CAMBRIDGE, Mass. (TheStreet) -- Bluebird Bio's (BLUE) gene therapy, administered once to a patient with sickle cell anemia, is increasing the number of normally functioning red blood cells and is just barely at the level believed necessary to have a curative effect on the inherited blood disease.
After four and a half months of follow-up, the sickle cell patient's blood contained 24% "marked" beta globin, a measure of normally functioning hemoglobin, Bluebird announced Thursday. This healthy marked hemoglobin, the oxygen-carrying molecule in red blood cells, is produced by the working gene inserted into patients via Bluebird's gene therapy. Overall, the patient's total anti-sickling hemoglobin was 31.6%, and he has not been re-hospitalized for a sickle-cell related event since being treated with the gene therapy.
Bluebird believes its gene therapy, known as Lentiglobin, can begin to reduce or eliminate the serious and life-threatening events associated with sickle cell disease when "marked" plus other anti-sickling hemoglobin reaches at least 30%.
Three months after the sickle cell patient was infused with Lentiglobin, his blood contained 9.6% marked hemoglobin, Bluebird said.

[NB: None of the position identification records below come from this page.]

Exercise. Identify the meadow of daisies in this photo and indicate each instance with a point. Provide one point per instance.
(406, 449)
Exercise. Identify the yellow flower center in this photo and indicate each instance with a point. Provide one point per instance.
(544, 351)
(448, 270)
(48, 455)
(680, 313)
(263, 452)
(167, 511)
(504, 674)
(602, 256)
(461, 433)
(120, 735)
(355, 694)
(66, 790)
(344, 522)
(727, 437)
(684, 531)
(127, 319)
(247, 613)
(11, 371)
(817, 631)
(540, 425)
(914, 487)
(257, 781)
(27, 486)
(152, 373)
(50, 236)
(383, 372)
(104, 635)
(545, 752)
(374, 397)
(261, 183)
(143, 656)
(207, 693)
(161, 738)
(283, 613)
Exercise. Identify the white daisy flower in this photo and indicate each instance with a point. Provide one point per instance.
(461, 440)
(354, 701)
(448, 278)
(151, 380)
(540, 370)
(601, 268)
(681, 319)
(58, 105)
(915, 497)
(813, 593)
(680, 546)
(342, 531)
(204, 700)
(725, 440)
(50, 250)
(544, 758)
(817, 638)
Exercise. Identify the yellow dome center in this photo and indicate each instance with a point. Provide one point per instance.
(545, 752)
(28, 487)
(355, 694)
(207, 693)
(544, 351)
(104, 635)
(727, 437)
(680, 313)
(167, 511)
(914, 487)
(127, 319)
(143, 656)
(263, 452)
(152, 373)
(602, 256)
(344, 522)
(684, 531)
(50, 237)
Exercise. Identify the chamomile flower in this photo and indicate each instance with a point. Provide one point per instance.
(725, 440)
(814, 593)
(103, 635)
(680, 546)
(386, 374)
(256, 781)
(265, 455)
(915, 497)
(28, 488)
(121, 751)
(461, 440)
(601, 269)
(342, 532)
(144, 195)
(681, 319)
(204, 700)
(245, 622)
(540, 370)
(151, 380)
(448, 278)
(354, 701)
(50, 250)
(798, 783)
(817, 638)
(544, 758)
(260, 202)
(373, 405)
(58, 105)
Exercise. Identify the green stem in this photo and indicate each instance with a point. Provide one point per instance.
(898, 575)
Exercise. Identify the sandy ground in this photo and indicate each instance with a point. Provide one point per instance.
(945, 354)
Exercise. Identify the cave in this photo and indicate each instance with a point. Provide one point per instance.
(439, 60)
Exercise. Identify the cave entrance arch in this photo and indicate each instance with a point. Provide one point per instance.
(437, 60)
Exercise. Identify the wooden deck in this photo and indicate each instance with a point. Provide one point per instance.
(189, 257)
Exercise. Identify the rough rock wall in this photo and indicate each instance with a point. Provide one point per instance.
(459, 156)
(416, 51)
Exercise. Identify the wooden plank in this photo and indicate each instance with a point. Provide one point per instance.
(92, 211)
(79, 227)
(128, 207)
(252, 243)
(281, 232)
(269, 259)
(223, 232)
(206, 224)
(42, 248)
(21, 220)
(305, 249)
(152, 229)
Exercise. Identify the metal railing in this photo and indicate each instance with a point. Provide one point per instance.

This suggests the performance of Lentiglobin is improving over time, although perhaps more slowly than what the company showed previously in patients with beta thalassemia, a blood disease similar to sickle cell.
The Bluebird Lentiglobin data released Thursday come from an analysis conducted in February. More current data will be presented at the European Hematology Association meeting in June.
In a statement, Bluebird's Chief Medical Officer David Davidson described the new sickle cell data plus an update from beta thalassemia patients also treated with Lentiglobin as "very encouraging" and a validation of the company's gene therapy approach to curing inherited diseases.